Prefeito esclarece sobre matéria da Flona Jamanxim

Em Nota de Esclarecimento encaminhada à nossa redação, o prefeito do Município de Novo progresso, Ubiraci Soares Silva, esclarece sobre matéria veiculada no Jornal Folha de São Paulo nesta segunda-feira, dia 12/06, onde apresenta diversas informações inverídicas. Veja a Nota de Esclarecimento na íntegra:

NOTA DE ESCLARECIMENTO:

Ubiraci Soares Silva vem a público esclarecer que a reportagem veiculada pelo jornal Folha de São Paulo, no dia 12/06/2017 apresenta diversas informações inverídicas e mais ainda, distorce situações em uma tentativa de lançar a pecha de invasores e grileiros de terras sobre a população de Novo Progresso e região, além de omitir dados fundamentais para o entendimento da matéria.

Quanto à informação de que fora flagrado um desmatamento no lote ocupado pelo senhor Ubiraci, a informação é inverídica. Os direitos possessórios sobre o imóvel rural a que a matéria se refere foram adquiridos há quase 15 (quinze) anos, a área já estava desmatada por ocasião da aquisição e não foi realizado qualquer desmatamento posterior a 22 de julho de 2008.

Em contato com o Ibama, também fomos informados que não há qualquer auto de infração ambiental lavrado em nosso desfavor relativo à área noticiada no artigo jornalístico veiculado.

Verificamos também outras impropriedades na matéria jornalística e, sem entrar em casuísmos, verificamos que o autor indica que algumas pessoas “invadiram” a área da Flona Jamanxim em 1998.

Já se verifica a incorreção da informação, uma vez que a Floresta Nacional do Jamanxim foi criada no ano de 2006, logo, é impossível que tivesse sido “invadida” em data anterior à própria criação.

Por outro lado, não se tratando de área de floresta nacional ou outra unidade de especial conservação, a lei estabelece as situações em que é autorizada a ocupação pacífica e regularização fundiária.
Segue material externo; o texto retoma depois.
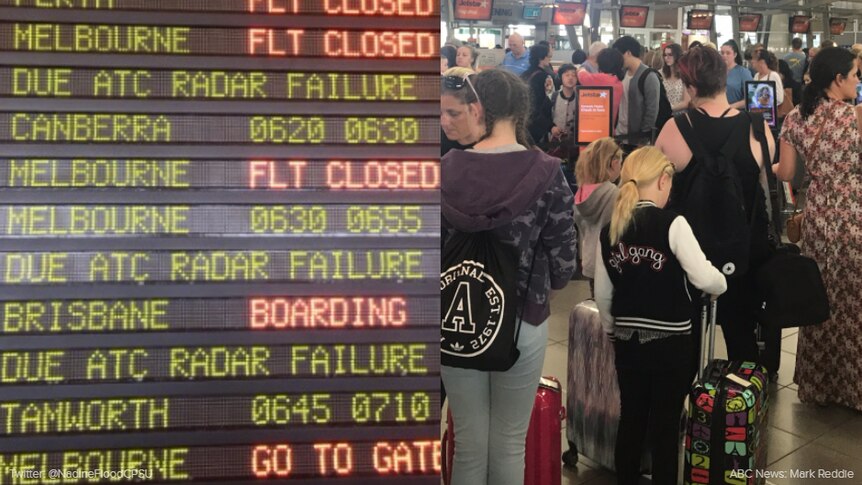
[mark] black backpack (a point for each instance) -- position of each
(664, 109)
(478, 294)
(709, 195)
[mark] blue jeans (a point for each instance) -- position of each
(492, 411)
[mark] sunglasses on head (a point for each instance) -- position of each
(456, 82)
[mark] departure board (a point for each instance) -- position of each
(219, 241)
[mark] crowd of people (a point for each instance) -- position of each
(499, 126)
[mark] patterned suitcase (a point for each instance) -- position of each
(593, 399)
(726, 434)
(543, 438)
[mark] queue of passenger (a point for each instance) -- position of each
(497, 178)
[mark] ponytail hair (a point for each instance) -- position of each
(594, 163)
(641, 169)
(826, 66)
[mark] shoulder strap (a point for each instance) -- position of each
(693, 140)
(642, 79)
(759, 135)
(527, 292)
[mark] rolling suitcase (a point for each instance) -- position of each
(543, 437)
(593, 399)
(728, 407)
(542, 453)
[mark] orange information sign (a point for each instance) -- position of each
(473, 9)
(569, 14)
(594, 113)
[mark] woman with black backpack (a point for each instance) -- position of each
(718, 127)
(536, 77)
(517, 198)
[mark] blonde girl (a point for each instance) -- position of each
(597, 168)
(645, 260)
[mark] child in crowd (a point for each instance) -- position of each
(645, 260)
(597, 169)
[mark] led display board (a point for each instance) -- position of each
(633, 16)
(837, 25)
(700, 19)
(569, 13)
(800, 24)
(750, 22)
(219, 241)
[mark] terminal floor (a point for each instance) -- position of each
(801, 436)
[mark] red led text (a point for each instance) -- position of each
(403, 457)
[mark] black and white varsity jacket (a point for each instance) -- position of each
(643, 284)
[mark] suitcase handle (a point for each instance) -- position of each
(708, 321)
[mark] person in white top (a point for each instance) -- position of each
(676, 92)
(765, 64)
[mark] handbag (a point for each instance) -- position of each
(789, 287)
(479, 328)
(560, 147)
(790, 290)
(794, 227)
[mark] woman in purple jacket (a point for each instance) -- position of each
(520, 194)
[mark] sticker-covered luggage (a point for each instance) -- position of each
(542, 454)
(726, 433)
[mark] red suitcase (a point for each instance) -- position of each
(544, 446)
(544, 437)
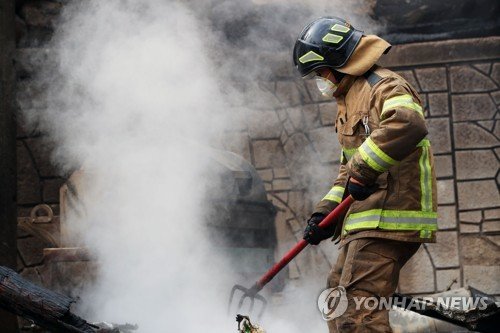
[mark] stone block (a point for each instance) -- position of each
(29, 60)
(478, 194)
(417, 276)
(432, 79)
(468, 79)
(468, 135)
(443, 165)
(476, 164)
(471, 217)
(482, 277)
(446, 278)
(495, 72)
(31, 250)
(263, 124)
(325, 142)
(488, 124)
(472, 107)
(281, 173)
(328, 113)
(268, 154)
(492, 214)
(483, 67)
(439, 134)
(298, 148)
(478, 250)
(408, 76)
(438, 104)
(496, 129)
(445, 192)
(41, 149)
(28, 182)
(491, 226)
(466, 228)
(494, 239)
(444, 252)
(447, 217)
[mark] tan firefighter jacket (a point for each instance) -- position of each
(381, 128)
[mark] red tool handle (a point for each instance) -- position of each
(327, 221)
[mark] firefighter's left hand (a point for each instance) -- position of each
(313, 233)
(360, 191)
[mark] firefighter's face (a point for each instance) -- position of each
(326, 82)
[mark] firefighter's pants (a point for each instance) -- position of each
(368, 267)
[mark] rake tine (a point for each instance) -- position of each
(252, 302)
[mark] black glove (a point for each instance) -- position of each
(313, 234)
(361, 192)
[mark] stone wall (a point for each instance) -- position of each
(288, 136)
(38, 180)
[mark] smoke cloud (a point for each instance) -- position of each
(136, 91)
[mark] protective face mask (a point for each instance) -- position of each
(325, 86)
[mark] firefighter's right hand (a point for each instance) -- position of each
(313, 234)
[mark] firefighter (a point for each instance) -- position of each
(386, 166)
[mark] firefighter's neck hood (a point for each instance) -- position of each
(366, 54)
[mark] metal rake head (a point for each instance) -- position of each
(247, 293)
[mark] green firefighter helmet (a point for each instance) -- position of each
(326, 42)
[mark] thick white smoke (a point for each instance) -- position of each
(133, 100)
(134, 94)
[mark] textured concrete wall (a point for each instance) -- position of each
(288, 136)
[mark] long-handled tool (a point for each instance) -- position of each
(252, 293)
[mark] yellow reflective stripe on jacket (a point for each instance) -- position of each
(349, 152)
(375, 157)
(335, 194)
(425, 180)
(403, 101)
(392, 220)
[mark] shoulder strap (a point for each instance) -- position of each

Ademais, o autor omite, por exemplo, que o município de Novo Progresso conta com aproximadamente 80% (oitenta por cento) de sua área incluída em algum tipo de unidade de especial preservação, restando apenas cerca de 20% de seu território apto a ser destinado ao uso agropecuário para produção de alimentos e abastecimento da região.

Diante de tais inconsistências e da óbvia percepção que a matéria não abrangeu todos os aspectos da complexa discussão relativa à regularização fundiária na região sudoeste do estado do Pará, em especial por ignorar as centenas de famílias em situação de agricultura familiar ou pequenos produtores rurais que serão inegavelmente beneficiados com a sanção do projeto de lei originado a partir da MP 756/2016, pois poderão buscar financiamentos para o desenvolvimento de suas atividades agropecuárias e, assim, atingirem uma vida digna, além de gerar empregos e rendas nesta época de grave crise financeira, só nos resta questionar os motivos de ser veiculada uma matéria que pecou pela parcialidade de seu autor e que demonstrou ter sido escrita por alguém que desconhece a realidade de lutas, privações e desafios enfrentados diariamente pela população da região.